田中芳樹は本質的にジョブナイル作家であり、「大人が読むに耐える文学」を書ける人ではないし、またその必要もない。田中芳樹作品は、中高生くらいの世代(及び年は食ってもモラトリアム的心性を残した人々)にとって切実に必要とされる何物かを、確かに供給しているのです。例え現実逃避でしかなくとも、人間にはそういうものが切実に必要な時期というものがある。そして凡百の類似「商品」の中では、田中芳樹作品は非常に高い「品質」を持っていると思います。(出世作「銀英伝」が品質のピークだったのは実に残念!なのですが。)
従って、「読者、ことに女性にこびるような文章を書きつづけていると、すぐにも作家としての生命は尽きる」というのは、「女子どもにこびるような」の省略形だと思われます。こういうご発言、高邁な「大」文学を探求する元文学青年の尊大が感じられて少しイヤなんですが、もともと違う世界にいるんですから、「文学」の基準で斬られても、ちょっとねぇ、という感じです。

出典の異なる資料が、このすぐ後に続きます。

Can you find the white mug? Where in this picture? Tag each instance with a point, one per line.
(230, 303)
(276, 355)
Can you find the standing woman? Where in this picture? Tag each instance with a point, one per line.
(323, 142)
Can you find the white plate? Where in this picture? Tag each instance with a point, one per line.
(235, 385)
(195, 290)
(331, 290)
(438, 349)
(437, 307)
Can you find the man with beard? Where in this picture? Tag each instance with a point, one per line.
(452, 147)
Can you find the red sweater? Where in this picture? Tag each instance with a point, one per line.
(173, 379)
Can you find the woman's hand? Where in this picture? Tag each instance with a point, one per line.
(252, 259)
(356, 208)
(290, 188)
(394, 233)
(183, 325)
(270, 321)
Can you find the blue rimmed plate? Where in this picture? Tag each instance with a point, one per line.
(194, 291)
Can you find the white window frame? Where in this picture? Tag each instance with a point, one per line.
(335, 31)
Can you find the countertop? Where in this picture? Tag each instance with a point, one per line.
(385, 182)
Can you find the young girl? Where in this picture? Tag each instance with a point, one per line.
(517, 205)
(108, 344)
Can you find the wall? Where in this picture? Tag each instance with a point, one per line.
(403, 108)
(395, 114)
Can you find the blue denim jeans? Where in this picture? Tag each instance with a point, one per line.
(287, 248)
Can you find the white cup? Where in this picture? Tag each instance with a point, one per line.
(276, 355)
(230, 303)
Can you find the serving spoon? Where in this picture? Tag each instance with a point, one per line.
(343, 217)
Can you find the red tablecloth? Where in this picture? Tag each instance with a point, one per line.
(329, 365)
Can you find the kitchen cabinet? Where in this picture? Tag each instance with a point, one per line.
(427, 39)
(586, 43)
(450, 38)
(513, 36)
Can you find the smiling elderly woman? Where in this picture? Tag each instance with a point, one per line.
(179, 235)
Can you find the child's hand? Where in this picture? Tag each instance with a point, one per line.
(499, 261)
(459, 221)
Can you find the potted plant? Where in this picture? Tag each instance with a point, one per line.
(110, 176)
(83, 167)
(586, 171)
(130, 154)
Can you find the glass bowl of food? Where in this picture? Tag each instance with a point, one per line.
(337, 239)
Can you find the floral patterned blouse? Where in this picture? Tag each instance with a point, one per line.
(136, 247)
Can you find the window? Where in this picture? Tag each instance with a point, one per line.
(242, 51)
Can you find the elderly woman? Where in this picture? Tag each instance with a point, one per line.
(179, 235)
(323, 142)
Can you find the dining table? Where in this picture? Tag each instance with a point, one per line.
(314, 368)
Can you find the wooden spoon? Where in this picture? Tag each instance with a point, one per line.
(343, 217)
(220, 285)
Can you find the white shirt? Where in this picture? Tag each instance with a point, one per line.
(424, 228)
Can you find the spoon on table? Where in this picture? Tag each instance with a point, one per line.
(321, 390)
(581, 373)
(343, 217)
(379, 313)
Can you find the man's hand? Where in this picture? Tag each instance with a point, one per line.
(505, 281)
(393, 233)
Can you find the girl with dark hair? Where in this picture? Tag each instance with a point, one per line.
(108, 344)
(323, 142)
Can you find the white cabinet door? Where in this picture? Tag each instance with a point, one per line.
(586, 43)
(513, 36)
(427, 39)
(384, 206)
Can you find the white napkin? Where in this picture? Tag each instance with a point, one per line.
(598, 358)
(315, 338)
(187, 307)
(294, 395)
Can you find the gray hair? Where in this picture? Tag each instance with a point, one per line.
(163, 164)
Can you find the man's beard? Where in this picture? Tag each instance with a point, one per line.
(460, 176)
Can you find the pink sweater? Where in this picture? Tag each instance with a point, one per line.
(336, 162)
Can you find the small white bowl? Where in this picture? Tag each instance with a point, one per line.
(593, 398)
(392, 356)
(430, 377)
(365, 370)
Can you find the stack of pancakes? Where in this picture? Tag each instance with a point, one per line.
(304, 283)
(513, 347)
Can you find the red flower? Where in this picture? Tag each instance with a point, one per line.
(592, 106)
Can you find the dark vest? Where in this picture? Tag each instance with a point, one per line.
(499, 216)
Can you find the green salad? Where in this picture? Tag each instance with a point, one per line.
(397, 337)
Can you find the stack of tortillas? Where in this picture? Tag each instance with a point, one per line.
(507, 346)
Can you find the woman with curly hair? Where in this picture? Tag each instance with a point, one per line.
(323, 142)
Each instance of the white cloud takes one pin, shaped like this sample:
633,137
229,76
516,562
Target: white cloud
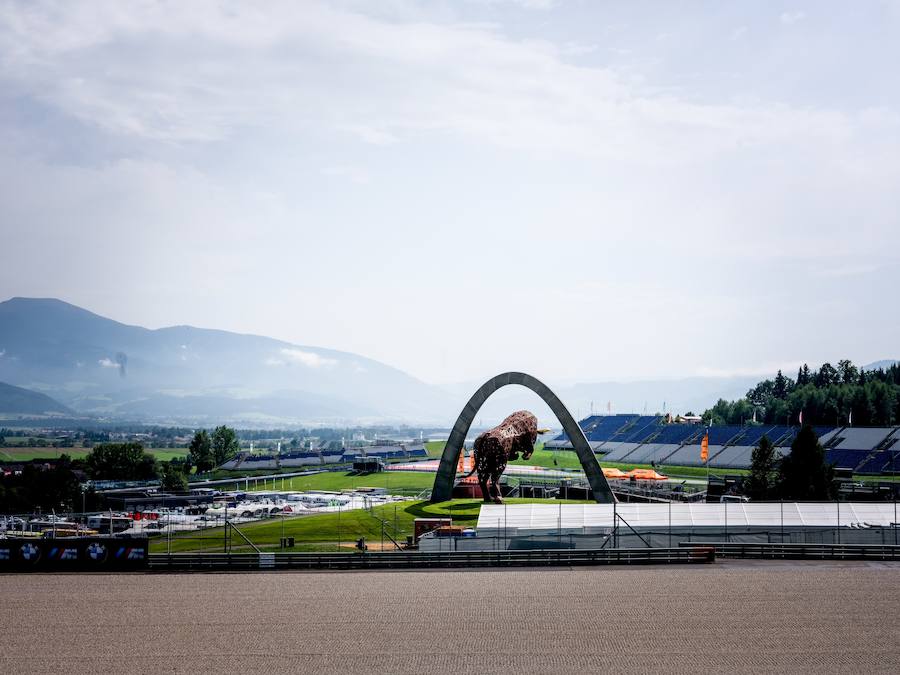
371,160
301,357
789,18
354,174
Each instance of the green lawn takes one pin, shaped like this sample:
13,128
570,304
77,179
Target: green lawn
397,482
323,531
26,454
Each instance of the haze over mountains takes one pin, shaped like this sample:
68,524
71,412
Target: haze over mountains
102,368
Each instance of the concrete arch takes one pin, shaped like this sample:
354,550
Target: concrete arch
446,475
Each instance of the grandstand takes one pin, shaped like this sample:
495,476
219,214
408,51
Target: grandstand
327,455
641,439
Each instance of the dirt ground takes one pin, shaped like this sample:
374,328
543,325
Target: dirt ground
740,617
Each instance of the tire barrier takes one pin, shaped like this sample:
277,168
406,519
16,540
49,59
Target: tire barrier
83,554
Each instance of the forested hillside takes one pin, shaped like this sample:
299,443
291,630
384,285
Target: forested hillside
827,396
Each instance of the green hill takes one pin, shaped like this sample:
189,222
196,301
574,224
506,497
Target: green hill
19,401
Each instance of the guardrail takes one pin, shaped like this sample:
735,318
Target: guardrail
778,551
204,562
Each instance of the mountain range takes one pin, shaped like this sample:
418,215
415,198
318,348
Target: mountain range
97,367
101,367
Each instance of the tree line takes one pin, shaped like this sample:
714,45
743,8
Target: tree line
831,395
802,474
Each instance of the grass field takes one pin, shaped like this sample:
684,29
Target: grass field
322,532
398,482
25,454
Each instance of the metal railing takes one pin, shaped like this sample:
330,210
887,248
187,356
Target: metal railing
178,562
778,551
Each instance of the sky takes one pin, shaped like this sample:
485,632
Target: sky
582,190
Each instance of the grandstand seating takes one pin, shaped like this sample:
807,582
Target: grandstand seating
599,428
846,459
753,435
641,431
641,439
862,438
689,455
722,434
678,433
619,451
732,457
651,452
791,433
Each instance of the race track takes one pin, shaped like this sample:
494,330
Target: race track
746,617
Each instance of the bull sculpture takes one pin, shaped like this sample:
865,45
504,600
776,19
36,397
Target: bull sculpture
494,448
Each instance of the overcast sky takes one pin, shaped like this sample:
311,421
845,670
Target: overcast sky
578,189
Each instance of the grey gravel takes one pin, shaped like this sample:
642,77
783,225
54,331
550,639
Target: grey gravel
762,617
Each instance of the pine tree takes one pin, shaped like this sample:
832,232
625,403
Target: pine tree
763,479
803,474
201,451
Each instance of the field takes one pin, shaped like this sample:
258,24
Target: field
325,531
409,483
26,454
725,617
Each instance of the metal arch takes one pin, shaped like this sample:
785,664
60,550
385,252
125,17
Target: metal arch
446,475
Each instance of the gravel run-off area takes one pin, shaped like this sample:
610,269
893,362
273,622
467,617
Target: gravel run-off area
729,616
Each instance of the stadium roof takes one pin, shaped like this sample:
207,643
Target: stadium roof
593,517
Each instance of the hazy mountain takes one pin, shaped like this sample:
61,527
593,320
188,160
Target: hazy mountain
19,401
678,395
100,366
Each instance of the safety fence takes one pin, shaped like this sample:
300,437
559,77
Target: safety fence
184,562
779,551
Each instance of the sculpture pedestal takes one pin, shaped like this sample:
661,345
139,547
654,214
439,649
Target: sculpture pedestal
466,490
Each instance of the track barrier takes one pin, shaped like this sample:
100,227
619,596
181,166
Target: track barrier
419,560
777,551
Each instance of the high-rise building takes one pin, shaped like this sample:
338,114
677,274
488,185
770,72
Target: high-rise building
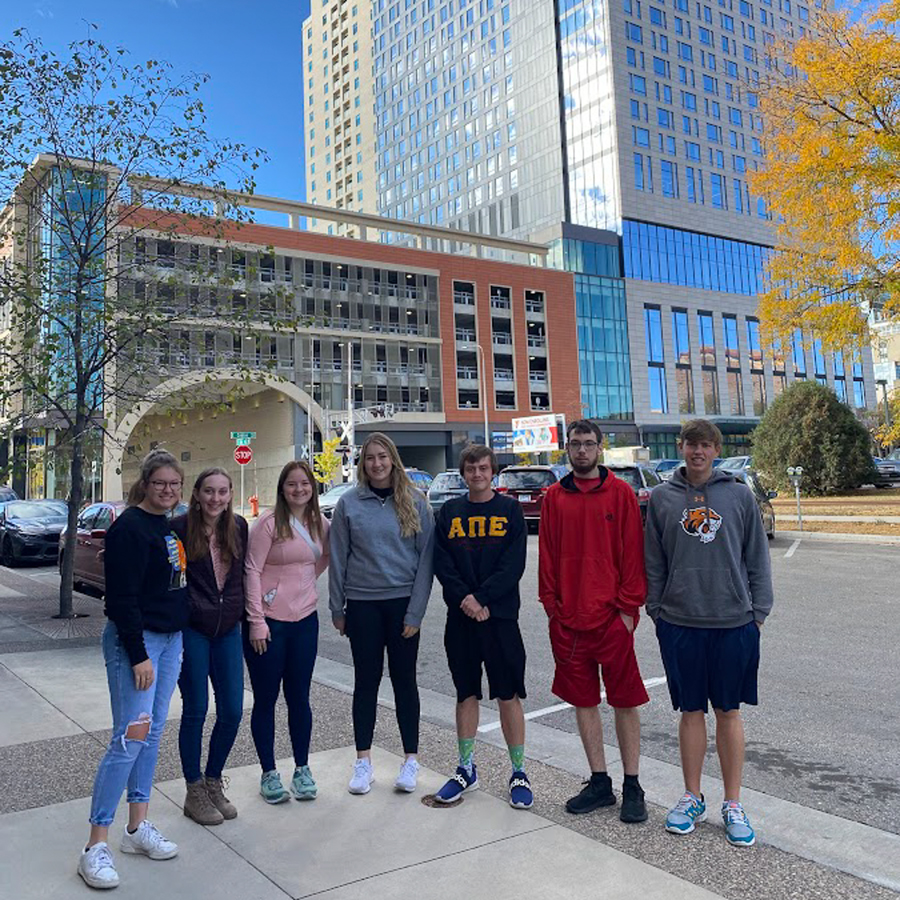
622,132
338,109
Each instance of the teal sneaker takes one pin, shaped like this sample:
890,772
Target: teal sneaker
303,787
272,789
689,810
737,826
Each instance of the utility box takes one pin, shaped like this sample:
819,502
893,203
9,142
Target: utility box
626,455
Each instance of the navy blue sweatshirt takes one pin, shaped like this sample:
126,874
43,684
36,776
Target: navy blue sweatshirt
146,586
480,549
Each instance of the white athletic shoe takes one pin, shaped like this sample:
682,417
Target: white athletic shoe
149,841
97,868
363,776
406,780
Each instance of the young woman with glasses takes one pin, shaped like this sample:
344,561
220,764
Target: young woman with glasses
146,604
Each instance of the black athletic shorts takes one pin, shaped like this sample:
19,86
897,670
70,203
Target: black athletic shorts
495,644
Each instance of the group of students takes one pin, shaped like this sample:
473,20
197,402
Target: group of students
189,600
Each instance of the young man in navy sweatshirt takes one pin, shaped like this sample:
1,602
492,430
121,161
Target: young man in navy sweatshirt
709,590
479,558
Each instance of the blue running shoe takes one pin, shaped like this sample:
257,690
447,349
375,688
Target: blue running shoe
737,826
520,795
461,782
689,810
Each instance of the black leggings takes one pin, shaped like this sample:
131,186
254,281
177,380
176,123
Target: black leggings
373,626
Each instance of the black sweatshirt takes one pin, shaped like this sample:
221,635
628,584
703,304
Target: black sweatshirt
480,549
146,587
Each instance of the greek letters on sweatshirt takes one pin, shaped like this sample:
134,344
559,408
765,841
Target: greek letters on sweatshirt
480,549
146,585
706,554
370,558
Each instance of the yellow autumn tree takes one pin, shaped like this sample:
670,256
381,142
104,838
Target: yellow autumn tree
831,112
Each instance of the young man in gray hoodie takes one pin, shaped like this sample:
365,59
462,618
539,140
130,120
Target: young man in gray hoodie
709,590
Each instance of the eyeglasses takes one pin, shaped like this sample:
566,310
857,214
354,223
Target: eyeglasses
162,485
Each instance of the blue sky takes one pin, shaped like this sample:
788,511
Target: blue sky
251,51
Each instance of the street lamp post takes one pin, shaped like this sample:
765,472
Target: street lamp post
482,380
795,473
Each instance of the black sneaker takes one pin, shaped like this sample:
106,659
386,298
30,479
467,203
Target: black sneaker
596,792
633,807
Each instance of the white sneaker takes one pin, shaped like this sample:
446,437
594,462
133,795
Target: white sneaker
97,868
149,841
406,780
363,776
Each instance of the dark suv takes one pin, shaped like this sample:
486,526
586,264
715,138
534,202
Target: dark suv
528,484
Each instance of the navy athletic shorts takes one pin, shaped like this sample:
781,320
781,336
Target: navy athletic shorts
715,666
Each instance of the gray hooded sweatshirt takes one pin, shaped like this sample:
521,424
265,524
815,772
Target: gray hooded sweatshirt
371,560
706,554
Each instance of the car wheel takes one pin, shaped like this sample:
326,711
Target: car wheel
7,554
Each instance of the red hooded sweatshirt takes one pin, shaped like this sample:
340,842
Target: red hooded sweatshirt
591,552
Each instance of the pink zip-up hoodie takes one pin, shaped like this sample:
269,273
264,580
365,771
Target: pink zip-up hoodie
289,568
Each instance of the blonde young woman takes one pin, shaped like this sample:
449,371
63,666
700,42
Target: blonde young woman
147,606
287,553
379,585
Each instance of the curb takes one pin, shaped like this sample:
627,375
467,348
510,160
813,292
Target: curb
837,537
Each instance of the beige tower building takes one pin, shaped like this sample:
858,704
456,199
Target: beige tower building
339,129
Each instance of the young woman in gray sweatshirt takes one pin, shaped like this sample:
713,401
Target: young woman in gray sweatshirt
379,584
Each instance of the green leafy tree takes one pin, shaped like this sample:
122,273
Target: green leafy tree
808,426
100,157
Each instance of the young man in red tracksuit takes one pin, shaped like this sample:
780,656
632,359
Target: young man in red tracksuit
592,585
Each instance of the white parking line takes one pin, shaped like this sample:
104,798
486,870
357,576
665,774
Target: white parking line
792,549
559,707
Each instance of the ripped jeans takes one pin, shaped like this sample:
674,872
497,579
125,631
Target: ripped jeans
131,761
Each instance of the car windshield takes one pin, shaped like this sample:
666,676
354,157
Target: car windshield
447,481
629,476
526,479
20,509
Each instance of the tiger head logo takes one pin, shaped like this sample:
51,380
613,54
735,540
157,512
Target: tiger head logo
696,523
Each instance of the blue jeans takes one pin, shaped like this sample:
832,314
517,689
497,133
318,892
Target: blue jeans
221,661
289,660
131,762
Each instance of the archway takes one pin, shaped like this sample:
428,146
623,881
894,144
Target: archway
117,439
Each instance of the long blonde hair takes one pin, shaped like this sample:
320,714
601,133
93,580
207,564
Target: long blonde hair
313,523
404,497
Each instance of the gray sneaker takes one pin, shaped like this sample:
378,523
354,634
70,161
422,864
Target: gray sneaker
97,868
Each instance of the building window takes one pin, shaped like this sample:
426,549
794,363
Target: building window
655,359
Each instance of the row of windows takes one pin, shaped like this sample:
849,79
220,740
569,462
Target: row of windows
689,259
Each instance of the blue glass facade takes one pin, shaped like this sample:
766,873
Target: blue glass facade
686,258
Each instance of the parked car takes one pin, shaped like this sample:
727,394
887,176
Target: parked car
887,472
528,484
735,463
329,499
446,486
90,539
762,497
642,479
422,480
29,530
665,468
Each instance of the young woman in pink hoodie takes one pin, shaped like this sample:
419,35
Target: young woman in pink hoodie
288,550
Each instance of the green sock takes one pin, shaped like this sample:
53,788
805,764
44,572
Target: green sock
466,749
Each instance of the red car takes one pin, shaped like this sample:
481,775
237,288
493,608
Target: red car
90,537
528,484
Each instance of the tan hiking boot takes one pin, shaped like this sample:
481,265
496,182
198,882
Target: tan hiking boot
199,807
215,788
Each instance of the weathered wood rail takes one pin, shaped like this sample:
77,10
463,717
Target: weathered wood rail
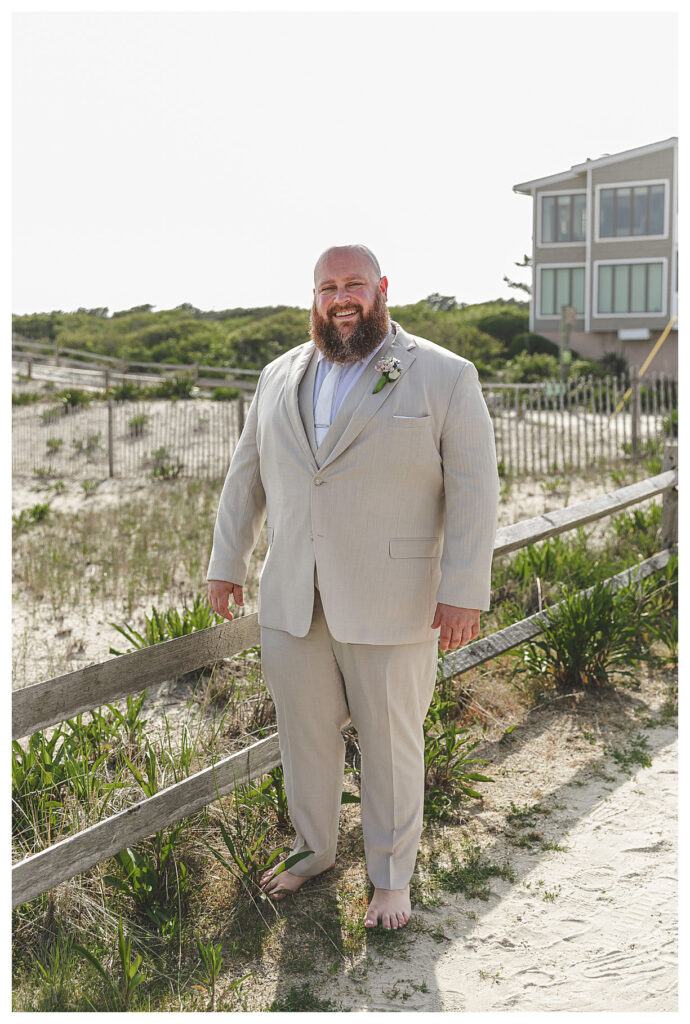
56,699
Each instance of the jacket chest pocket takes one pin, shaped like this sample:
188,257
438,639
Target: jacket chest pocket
410,422
415,547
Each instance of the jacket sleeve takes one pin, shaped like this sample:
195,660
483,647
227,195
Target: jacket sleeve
243,506
471,485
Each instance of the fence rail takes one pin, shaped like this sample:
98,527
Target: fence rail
538,428
56,699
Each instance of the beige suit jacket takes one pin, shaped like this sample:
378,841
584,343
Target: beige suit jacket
397,508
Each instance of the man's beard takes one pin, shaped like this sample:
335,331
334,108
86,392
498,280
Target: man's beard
368,334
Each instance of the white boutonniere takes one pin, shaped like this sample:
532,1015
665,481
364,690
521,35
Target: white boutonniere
390,371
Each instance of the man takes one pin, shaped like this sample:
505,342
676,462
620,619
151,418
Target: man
380,486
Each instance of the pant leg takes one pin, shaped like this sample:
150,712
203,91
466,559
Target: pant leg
304,680
389,689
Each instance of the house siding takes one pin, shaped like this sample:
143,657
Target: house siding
601,336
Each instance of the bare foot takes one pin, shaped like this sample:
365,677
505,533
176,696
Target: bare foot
391,905
278,886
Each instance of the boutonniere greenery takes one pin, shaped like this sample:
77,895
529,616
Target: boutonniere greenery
390,371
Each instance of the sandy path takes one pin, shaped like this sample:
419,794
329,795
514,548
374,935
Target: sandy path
608,939
593,928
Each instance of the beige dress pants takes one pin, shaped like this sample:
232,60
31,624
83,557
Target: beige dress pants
319,684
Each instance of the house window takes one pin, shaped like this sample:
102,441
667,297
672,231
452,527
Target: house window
630,211
630,288
562,218
562,286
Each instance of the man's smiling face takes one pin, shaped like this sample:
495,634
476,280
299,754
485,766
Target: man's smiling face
349,316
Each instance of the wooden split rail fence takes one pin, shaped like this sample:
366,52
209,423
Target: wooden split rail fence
54,700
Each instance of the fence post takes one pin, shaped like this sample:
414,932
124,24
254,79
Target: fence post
670,505
241,415
635,410
110,437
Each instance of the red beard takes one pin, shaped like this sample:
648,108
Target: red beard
368,334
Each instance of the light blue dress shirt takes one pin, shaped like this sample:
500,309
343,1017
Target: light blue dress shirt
350,375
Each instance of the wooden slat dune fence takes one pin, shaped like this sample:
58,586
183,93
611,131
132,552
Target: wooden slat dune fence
56,699
546,427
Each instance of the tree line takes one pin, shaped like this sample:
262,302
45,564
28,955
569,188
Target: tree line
493,335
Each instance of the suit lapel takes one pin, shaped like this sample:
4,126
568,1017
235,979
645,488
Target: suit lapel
297,369
402,348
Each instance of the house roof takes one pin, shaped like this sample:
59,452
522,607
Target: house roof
526,186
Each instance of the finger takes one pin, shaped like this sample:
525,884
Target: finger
445,637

たぶん、田中芳樹作品の魅力には、作者のダメさ加減も含んでいると思うんですよ。主人公がモラトリアムのまま「英雄」になれるモラトリアム人間の楽園。いったんそれに気づく(卒業する)と、とても読むに耐えなくても、はまっていればこんなに魅力的なものはないわけです。モラトリアム人間のまんま年を重ねている田中芳樹氏は、いわば「歩くモラトリアム」。氏の社会経験の不足も、作品のマーケットを考えれば、有利にこそなれ、何の不利にもなっていないと思われます。
あと、田中芳樹の本質的な「善良さ」というのも魅力のひとつに加えてもいいんじゃないかなーと思っています。「小市民性」とも言えますが。田中芳樹作品には、絶対に「読者に本当に嫌悪感や恐怖感を与える」描写というものは出てきません。非常に安心して読めて、ちょいと小市民的に意地悪なユーモアでまぶしてあって。このへんの「芸」は、十分木戸銭に値すると思っています。
さてさて、「田中芳樹のダメっぷり」自体が田中作品の魅力の一部になっていると、私は思います。このへん、みなさんのご意見を、是非うかがいたく思います・・・。
優馬さん、どうもです。駆け出しです。
>「元ファン」であり、「実は心の底で田中芳樹の『再起』を密かに願っている」隠れファンである私としては、いったいどんな顔すればいいんでしょうかね?
いやはや、実は私もそうでして。銀英伝を読んで腰が抜けるほど感動してくちなんです。あはは。
>覚悟の上ではいらっしゃるのでしょうけど、大変ですねぇ。お察し申し上げます。
ええ、まあ…。けっこうきつい世界です。根っこのあたりでこうなんですから、天辺ちかくはどんな強風が吹いているのか、おそろしいです。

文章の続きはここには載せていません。